Adults can usually see the big picture, but all Caleb sees are the obstacles of Cystic Fibrosis and the shadow of his older brother. Kit’s big picture life is dysfunctional and challenging, and in order to survive it she creates a smaller, magical world … and invites Caleb in.
Every Beth Vrabel book I review includes the caveat that I’m not really a YA/middle grades fiction fan. Well call me a convert. I just can’t say it anymore, because I truly love Vrabel’s tales of kids living with a disability, finding their place, figuring out who their true friends are, and growing into independence and self-advocacy.
Vrabel uses humor to explain Caleb’s CF troubles, in a way that any middle-grader will find entertaining (i.e. there’s mention of poop). She also creates a family that loves Caleb so much it’s stifling — a feeling most tweenagers know well. Reading Caleb and Kit, I was totally schooled on how much effort it takes to get through a day when you have a medical condition – or, in Kit’s situation, a dysfunctional home life. And Vrabel writes it all very casually and brightly… no gloominess allowed when describing the facts of someone’s daily existence.

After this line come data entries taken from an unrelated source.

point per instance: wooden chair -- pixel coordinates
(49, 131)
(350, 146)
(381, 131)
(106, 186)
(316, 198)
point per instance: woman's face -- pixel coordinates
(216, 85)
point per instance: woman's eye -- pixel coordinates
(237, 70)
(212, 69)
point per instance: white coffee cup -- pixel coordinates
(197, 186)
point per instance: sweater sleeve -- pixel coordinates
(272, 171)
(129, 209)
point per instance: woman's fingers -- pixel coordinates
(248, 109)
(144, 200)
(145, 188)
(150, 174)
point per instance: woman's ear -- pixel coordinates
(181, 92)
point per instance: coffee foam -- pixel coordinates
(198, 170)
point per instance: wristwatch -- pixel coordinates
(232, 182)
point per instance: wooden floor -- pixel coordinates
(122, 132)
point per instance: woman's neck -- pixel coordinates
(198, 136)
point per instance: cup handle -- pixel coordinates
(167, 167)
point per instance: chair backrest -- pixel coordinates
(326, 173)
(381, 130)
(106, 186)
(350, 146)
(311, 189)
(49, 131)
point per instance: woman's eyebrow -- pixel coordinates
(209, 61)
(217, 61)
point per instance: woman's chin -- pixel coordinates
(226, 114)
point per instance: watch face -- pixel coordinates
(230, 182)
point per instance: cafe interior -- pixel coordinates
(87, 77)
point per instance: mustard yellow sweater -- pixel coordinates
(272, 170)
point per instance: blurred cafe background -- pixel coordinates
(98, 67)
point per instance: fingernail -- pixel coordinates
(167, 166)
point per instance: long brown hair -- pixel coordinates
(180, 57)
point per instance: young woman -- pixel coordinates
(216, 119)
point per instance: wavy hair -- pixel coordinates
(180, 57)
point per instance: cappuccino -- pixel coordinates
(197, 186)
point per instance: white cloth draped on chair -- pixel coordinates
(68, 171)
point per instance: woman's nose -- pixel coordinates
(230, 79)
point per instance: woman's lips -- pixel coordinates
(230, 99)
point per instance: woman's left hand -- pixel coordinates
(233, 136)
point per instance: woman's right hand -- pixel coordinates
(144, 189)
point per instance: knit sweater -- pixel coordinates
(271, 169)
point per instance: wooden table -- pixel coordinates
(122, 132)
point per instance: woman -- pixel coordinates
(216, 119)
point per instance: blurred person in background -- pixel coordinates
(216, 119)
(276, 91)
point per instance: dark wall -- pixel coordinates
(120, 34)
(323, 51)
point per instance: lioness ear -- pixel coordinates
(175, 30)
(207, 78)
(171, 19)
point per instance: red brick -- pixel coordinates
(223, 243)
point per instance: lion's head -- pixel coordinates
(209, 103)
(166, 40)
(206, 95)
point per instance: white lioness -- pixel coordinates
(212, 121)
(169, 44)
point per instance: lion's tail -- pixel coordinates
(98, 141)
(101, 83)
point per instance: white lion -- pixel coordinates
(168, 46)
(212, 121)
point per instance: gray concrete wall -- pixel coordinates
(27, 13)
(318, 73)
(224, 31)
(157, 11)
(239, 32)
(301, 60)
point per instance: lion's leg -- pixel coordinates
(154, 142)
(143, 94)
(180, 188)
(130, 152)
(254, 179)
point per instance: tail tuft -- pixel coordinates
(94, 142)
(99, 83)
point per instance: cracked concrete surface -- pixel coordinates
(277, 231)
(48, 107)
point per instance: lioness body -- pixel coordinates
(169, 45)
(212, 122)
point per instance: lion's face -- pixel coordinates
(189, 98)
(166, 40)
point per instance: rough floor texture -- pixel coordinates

When Caleb and Kit find each other, they create a special kind of friendship that isn’t based on dependence, but on believing in each other so they might believe in themselves and grow to be independent. As Vrabel explains scientifically, just look at the trees and you’ll see!
You’ll have to read the book to find out where their friendship ends up, but know this: Over the course of the chapters, my heart grew tender for Caleb and Kit, and yours will too.